Si le réalisateur Luca Guadagnino a prouvé quelque chose au cours de son remarquable 2024, c’est qu’il est le plus grand représentant du désir érotique à l’écran. Sa sensation printanière sexy « Challengers » est devenue un phénomène avec ses matchs de tennis torrides, et il a réuni le même groupe de collaborateurs pour le surréaliste et en sueur « Queer », une adaptation de la nouvelle de William S. Burroughs écrite en 1952 et publié en 1985.

En apparence, « Queer » semble être à des kilomètres des sensations brillantes et sportives de « Challengers », mais dans l’exécution, les deux sont de pures expressions de la sensualité cinématographique et du subconscient. Mais alors que « Challengers » trouve sa friction la plus excitante dans la répression, le contrôle et la répétition, « Queer » est un rêve fiévreux tentaculaire, parfois grotesque, de chaos. C’est désordonné et cela n’est pas totalement cohérent (comme les ancêtres du Beat l’aimaient), mais cela colle à un principe directeur de nostalgie, exprimé dans des moments sonores et d’images douloureusement poignants et inoubliables.

Le scénariste Justin Kuritzkes (également de « Challengers ») a adapté « Queer » pour le cinéma et Daniel Craig incarne William Lee, le remplaçant de Burroughs, un écrivain qui tue le temps et s’enivre au Mexique au début des années 1950 parmi un groupe d’expatriés gays américains (Jason Schwartzman, Drew Droege, Ariel Schulman).
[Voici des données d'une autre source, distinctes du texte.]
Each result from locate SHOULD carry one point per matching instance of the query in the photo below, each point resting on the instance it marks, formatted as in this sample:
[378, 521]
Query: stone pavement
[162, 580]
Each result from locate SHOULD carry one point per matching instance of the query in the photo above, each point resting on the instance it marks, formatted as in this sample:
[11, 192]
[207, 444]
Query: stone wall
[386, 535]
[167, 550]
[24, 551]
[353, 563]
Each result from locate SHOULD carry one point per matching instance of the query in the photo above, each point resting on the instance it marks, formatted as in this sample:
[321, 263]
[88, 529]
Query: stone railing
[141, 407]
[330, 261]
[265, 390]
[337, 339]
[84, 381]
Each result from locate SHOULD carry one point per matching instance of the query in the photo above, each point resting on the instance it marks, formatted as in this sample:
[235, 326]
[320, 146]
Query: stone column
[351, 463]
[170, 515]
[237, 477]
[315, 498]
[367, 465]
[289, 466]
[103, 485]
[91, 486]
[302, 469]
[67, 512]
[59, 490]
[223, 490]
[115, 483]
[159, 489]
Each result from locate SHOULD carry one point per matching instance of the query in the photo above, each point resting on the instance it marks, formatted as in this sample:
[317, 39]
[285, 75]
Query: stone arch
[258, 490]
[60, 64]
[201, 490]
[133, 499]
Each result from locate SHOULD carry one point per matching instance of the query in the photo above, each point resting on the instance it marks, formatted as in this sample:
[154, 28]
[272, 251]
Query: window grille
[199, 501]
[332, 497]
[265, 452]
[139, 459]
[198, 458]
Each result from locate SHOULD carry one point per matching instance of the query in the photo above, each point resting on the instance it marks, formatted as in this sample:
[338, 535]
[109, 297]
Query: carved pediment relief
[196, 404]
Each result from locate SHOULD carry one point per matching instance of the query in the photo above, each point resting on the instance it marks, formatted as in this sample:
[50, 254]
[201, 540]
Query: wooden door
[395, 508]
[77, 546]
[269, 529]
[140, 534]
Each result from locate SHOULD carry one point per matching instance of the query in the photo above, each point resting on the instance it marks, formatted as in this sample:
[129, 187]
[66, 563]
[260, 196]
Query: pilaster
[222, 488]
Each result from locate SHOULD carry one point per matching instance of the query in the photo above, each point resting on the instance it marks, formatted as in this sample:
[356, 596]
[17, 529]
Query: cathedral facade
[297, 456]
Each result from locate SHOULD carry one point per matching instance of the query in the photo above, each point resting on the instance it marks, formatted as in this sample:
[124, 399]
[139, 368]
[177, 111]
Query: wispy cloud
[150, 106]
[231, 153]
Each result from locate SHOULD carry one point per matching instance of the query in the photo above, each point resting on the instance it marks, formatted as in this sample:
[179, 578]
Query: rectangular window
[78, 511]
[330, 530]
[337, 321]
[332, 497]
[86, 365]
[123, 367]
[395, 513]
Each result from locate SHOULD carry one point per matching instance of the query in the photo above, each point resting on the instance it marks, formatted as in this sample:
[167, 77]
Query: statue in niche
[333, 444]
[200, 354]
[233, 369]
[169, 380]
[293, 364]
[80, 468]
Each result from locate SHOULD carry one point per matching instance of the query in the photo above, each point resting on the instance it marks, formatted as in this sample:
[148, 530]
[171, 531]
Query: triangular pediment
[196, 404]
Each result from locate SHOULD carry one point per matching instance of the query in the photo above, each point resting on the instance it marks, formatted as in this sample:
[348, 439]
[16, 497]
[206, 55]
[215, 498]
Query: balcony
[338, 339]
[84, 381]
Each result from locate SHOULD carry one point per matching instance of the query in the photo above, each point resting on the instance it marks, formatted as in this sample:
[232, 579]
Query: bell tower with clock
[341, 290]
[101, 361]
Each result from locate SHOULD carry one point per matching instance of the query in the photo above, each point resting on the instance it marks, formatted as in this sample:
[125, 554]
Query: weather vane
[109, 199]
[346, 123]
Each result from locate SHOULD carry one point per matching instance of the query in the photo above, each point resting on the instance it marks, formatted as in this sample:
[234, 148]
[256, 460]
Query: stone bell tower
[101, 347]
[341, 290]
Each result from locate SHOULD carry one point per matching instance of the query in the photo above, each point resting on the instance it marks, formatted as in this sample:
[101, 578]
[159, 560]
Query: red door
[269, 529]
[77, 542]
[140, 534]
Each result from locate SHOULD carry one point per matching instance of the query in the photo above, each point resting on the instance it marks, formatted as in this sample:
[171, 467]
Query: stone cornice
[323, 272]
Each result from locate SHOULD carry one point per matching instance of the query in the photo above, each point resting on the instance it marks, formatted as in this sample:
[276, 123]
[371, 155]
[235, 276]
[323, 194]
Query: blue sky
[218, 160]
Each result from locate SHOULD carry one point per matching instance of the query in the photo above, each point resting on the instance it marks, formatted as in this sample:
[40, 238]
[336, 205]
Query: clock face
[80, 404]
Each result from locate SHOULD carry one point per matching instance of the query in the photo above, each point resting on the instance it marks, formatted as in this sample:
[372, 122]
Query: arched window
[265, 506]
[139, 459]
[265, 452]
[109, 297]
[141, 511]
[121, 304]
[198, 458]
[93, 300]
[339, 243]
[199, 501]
Une nuit, il aperçoit Eugene (Drew Starkey) dans l’une des plus grandes présentations de personnages de tous les temps – se promenant au ralenti devant un combat de coqs sur le thème « Come As You Are » de Nirvana – et devient instantanément obsédé par le mystérieux et beau jeune homme.

« Queer » concerne beaucoup de choses, y compris la consommation d’une quantité impie de substances psychotropes, mais avant tout, il s’agit de l’embarras absolu d’être frappé par un béguin dévorant. La performance de Craig est fantastique, mettant à nu corps et âme, mais il est particulièrement doué pour les choix maladroits et maladroits que Lee fait devant Eugene : un petit salut farfelu qui ne passe pas bien, parler trop et trop vite, se saouler et tomber devant ses amis. Il est trop nécessiteux, trop susceptible, et manque trop de l’attention d’Eugène, qui lui est accordée avec parcimonie.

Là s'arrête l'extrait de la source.